Hal tersebut juga akan diperburuk oleh rasa empati yang jarang tumbuh, karena belum pernah mengalami sendiri suatu masalah.
“Para politisi terkadang tak paham bagaimana keringat harus diperam untuk mendapatkan sedikit uang bagi keluarga, termasuk apa yang dialami oleh PRT,” ujarnya dalam kegiatan Sambut Hari PRT Nasional Komnas Perempuan, Senin (14/2).
Luluk mengatakan bahwa data terkait jumlah kasus kekerasan dan korban tak memiliki kekuatan setinggi data elektoral.
“Meskipun data kasus kekerasan sudah dikeluarkan oleh ILO sekali pun, akan kalah penting dengan data elektoral,” katanya.
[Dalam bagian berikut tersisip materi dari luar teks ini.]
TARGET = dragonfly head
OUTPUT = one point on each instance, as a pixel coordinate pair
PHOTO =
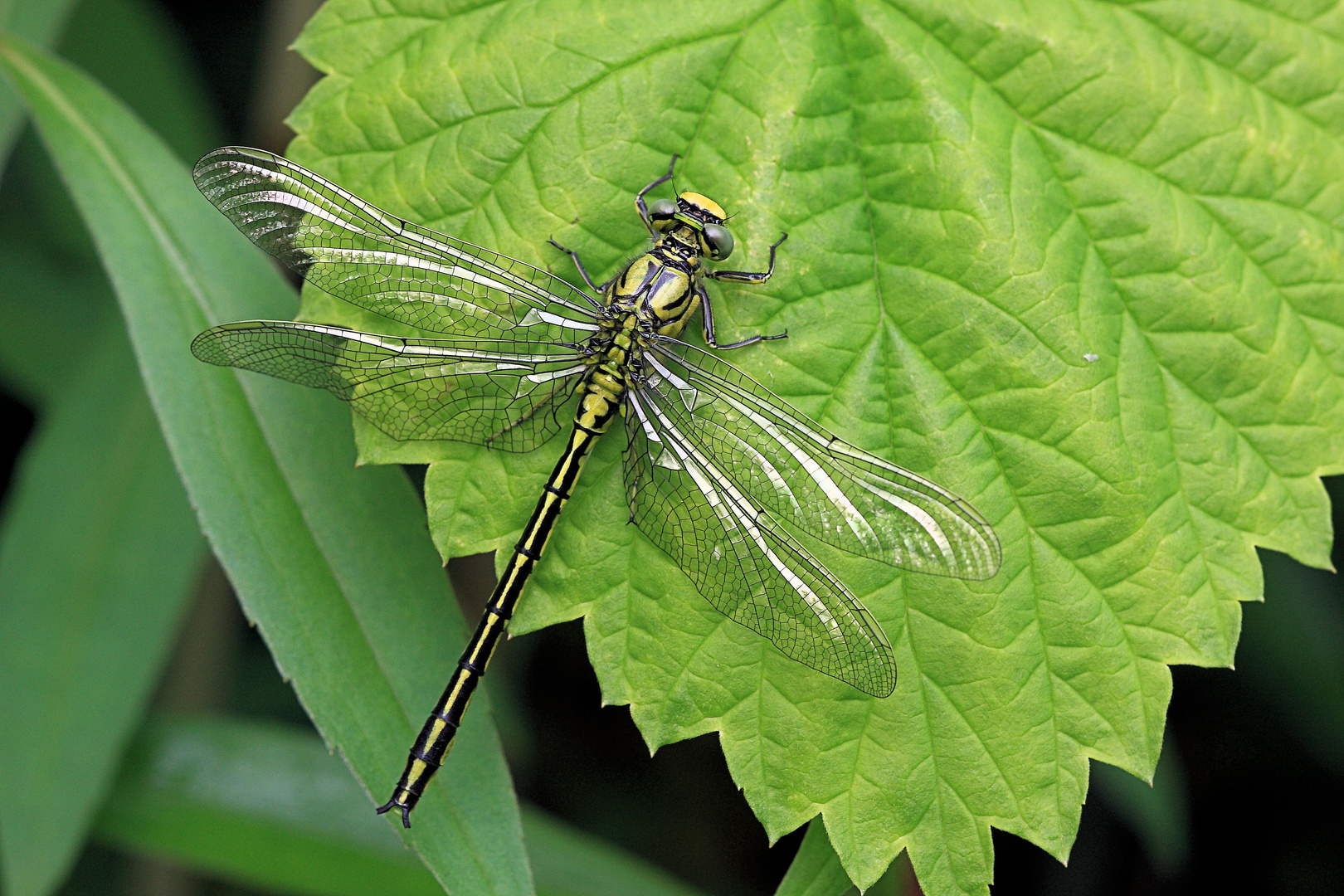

Hal tersebut tentu akan memengaruhi arah pengambilan kebijakan para politisi di parlemen.
“Para pengambil kebijakan seakan tak merasa dipaksa untuk mengambil kebijakan yang sebenarnya lebih esensial untuk masyarakat,” ungkapnya.
Lebih lanjut, Luluk menilai bahwa anggota parlemen tak melihat PRT sebagai salah satu bagian dari pihak kontributor pembangunan ekonomi.
Kondisi tersebut membuat peran dan kontribusi PRT tak dipuji dalam capaian-capaian pembangunan serta pertumbuhan ekonomi nasional.
“Para pengambil kebijakan lupa ada orang-orang yang membantu mereka untuk menjadi sukses seperti hari ini, karena karier mereka tak terganggu oleh pekerjaan domestik yang dilimpahkan ke PRT,” tuturnya. (*)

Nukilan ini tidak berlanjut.